Font Size: AAA // Print // Bookmark

Comment for Proposed Rule 75 FR 3281

  • From: Mark K
    Organization(s):

    Comment No: 8819
    Date: 3/22/2010

    Comment Text:

    i0-001
    COMMENT
    CL-08819
    From:
    Sent:
    To:
    Subject:
    RiskRwrd@aol. com
    Monday, March 22, 2010 2:50 AM
    secretary
    Proposed CFTC Regulation of Retail Forex - RIN 3038-AC61
    RIN 3038-AC61
    In regards to the proposal to increase margin tenfold, I believe this will increase the risk to small investors for a variety of reasons.
    Other than the obvious inability to provide protection to forex traders and investors who move their accounts overseas, many domestic
    traders will trade options on the forex ETFs as a substitute. Since most small traders in need of the current margin levels to make a
    living in forex fall below the $25,000 threshold for allowing daytrading in the equity markets, the ability to control risk will be complicated
    by forcing these traders to carry positions overnight to meet the daytrading restrictions.

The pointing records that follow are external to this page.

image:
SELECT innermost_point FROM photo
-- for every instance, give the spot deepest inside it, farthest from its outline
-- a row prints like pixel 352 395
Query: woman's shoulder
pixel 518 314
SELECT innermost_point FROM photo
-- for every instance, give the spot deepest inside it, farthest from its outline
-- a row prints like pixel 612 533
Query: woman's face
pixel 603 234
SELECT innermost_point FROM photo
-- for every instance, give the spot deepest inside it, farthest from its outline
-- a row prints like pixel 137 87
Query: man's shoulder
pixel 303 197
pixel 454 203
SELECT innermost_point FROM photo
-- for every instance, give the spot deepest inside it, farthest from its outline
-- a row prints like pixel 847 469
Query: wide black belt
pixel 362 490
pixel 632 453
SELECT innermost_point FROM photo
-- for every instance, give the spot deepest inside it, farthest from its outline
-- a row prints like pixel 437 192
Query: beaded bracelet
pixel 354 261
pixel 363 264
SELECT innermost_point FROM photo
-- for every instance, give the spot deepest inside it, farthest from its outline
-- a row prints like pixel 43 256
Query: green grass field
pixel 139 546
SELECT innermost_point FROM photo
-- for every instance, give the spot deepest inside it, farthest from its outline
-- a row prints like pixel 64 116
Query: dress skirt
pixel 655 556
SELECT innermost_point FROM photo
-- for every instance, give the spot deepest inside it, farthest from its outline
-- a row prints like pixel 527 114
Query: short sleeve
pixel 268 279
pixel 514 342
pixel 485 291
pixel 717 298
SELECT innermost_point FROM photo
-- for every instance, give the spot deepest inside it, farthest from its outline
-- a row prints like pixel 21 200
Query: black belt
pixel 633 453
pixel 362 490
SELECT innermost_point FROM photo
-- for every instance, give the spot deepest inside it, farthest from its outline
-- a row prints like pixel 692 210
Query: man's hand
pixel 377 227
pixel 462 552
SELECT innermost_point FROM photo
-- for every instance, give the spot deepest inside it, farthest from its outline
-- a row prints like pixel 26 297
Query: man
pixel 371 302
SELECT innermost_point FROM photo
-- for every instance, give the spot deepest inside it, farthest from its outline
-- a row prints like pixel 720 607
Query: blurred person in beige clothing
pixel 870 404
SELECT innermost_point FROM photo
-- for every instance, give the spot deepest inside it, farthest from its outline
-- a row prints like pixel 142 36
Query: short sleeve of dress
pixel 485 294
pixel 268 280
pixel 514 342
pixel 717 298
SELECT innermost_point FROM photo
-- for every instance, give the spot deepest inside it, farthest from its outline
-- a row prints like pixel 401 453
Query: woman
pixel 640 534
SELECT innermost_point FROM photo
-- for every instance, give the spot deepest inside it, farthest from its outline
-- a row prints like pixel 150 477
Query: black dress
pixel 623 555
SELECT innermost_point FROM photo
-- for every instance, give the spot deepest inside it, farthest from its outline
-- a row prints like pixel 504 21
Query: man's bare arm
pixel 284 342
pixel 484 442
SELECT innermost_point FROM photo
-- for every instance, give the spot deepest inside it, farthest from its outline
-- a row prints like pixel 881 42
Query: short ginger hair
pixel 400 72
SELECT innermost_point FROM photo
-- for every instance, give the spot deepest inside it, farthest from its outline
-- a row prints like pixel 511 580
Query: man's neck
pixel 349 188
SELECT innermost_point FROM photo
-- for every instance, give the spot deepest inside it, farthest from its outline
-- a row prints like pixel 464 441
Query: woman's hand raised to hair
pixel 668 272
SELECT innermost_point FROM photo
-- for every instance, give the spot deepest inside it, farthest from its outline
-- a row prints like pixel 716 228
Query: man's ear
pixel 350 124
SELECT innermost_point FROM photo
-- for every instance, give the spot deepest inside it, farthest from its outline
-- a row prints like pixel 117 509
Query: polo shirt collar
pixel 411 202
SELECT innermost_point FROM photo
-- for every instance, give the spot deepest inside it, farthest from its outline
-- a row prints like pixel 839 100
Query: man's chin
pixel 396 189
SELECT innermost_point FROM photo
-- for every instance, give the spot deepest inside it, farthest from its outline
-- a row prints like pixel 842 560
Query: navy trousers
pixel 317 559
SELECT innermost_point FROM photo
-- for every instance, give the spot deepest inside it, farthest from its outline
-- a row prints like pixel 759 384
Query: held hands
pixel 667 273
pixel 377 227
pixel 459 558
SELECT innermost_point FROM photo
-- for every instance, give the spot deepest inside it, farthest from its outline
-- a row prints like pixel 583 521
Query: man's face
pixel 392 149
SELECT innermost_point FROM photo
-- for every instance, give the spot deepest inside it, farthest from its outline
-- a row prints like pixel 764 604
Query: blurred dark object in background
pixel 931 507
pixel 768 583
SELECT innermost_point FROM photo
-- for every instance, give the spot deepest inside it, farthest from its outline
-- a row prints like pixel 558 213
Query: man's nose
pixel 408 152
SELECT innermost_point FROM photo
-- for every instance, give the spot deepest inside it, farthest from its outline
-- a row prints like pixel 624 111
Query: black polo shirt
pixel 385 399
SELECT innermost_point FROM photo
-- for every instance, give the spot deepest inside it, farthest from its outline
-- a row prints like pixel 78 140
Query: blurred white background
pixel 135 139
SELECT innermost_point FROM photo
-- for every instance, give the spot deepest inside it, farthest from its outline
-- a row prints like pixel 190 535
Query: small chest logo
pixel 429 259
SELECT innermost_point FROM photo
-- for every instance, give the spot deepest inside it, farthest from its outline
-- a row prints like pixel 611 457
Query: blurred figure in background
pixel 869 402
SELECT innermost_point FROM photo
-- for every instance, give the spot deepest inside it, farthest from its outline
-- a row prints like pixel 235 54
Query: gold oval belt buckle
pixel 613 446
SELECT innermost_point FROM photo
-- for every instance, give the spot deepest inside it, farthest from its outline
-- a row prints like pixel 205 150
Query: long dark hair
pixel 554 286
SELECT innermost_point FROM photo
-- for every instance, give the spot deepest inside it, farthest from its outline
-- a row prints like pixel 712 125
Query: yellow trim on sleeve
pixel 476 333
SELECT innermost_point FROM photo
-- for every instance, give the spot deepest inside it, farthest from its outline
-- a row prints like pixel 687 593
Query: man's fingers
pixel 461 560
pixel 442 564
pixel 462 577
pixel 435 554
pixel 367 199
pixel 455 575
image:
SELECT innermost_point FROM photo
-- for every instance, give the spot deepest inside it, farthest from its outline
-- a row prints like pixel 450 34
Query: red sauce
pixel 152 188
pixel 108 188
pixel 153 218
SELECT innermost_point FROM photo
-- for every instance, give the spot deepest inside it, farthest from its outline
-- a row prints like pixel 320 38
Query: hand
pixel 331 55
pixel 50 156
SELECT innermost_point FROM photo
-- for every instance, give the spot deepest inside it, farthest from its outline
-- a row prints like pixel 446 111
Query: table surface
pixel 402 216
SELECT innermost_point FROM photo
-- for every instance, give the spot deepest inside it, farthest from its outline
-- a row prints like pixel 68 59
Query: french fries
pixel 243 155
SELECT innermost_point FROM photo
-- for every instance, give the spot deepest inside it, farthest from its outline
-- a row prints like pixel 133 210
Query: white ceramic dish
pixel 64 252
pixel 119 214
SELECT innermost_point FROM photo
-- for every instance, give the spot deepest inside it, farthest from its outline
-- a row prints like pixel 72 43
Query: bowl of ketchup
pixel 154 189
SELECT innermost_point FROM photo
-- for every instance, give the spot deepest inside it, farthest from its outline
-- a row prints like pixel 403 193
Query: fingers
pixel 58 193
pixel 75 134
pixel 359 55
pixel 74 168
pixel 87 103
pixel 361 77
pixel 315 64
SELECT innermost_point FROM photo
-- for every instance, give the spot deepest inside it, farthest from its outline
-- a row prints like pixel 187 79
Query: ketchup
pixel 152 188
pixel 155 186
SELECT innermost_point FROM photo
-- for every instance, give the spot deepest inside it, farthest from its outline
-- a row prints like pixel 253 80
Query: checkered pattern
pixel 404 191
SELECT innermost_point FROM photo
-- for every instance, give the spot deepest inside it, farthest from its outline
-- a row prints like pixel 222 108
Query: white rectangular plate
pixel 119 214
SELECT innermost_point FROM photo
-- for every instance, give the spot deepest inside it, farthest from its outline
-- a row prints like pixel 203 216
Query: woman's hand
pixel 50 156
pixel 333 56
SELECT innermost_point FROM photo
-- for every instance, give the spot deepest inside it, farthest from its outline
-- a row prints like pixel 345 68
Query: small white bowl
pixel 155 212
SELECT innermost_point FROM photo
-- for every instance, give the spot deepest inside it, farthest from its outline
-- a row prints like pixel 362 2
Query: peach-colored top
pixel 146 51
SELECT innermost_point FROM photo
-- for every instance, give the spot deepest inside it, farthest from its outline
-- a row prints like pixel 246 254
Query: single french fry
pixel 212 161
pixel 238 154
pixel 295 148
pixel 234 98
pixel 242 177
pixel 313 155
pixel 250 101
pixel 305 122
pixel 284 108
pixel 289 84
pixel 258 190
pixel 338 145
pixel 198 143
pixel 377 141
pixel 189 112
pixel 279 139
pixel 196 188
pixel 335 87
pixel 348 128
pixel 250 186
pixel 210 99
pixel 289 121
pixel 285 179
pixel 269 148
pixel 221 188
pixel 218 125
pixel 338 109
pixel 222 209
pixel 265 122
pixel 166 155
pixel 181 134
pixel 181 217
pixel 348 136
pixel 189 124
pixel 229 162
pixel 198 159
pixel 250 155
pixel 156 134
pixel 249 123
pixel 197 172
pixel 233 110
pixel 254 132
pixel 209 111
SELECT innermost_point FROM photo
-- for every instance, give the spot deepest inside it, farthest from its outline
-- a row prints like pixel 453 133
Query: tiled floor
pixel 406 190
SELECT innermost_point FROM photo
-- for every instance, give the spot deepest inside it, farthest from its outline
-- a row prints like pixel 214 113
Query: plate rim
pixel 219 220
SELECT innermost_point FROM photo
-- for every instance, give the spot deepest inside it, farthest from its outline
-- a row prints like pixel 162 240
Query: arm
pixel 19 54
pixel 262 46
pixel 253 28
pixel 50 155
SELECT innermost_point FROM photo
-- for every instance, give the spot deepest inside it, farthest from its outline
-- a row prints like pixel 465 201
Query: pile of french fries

The forex ETFs and their options do not trade
    24 hours a day as cash forex does, so traders in these vehicles will lose the ability to maintain continuous stop orders to limit their risk.
    These traders will be exposed to large gaps in the underlying vehicles, as these markets will continue to move overnight due to events
    overseas.
    Small retail equity traders have lost money and the ability to best control risk because of the reactionary day trading limitations put in
    place on accounts under $25,000 after the dot-com bubble burst in 2001. During the volatile markets of the past couple years, small
    traders were forced to shorten the time to maturity of the options they could afford to trade due to increases in implied (and actual)
    volatility. Time decay in these short maturities posed considerable risk. If a trader purchased options in the morning that reached or
    exceeded their price appreciation targets later that day, they were barred from taking a profit and forced to hold positions overnight by
    these ill conceived regulations. At a time of extreme volatility when moves that used to take months would occur in hours, the
    regulations prevented small traders from making the numerous profitable trades available to others. By being forced to hold positions
    overnight, long option traders were forced to lose money to time decay and were needlessly exposed to news events and directional
    risk.
    Many small traders hampered by equity day trading restrictions migrated to the foreign currency markets where they could not only
    take advantage of multiple significant intra-day trading opportunities without penalty, but could also maintain better control of risk with
    24 hour continuous stop orders. They also could control risk by limiting the amount of money kept with these forex brokers (which
    would increase ten fold if the proposed regulations are enacted) and by the policy of most brokers to automatically stop traders out of
    positions if their account balances fell below margin. When these traders are left with the choice of finding a new line of work in a
    difficult job market, or attempting to continue trading forex through forex ETF options, many of them will chose the latter (if they don't
    just move their accounts overseas). The limited liquidity and wider markets in the forex ETF options will cost these small traders money
    that will flow to the big moneyed traders and market makers in these options. They will lose additional capital to time decay. The will
    take on considerably more risk by being unable to trade their positions for the 17.5 hours of the trading day that the rest of the world
    will have access to the forex markets.
    If you enact this extreme margin increase, you will have increased the risk to small forex traders, raised the barrier to access for those
    looking to make a living trading the markets and needlessly put many out of work.
    Once an unwise regulation like this is enacted it is very difficult for small traders, without the financial clout and lobbying power of the
    larger financial institutions, to effectively lobby to undue a mistake. The equity day trading limitation is a case in point. It's been nearly a
    decade since this counter productive regulation was enacted, yet it remains on the books. Therefore I urge you not to act impulsively
    on a regulation that could indefinitely harm small traders and the forex industry.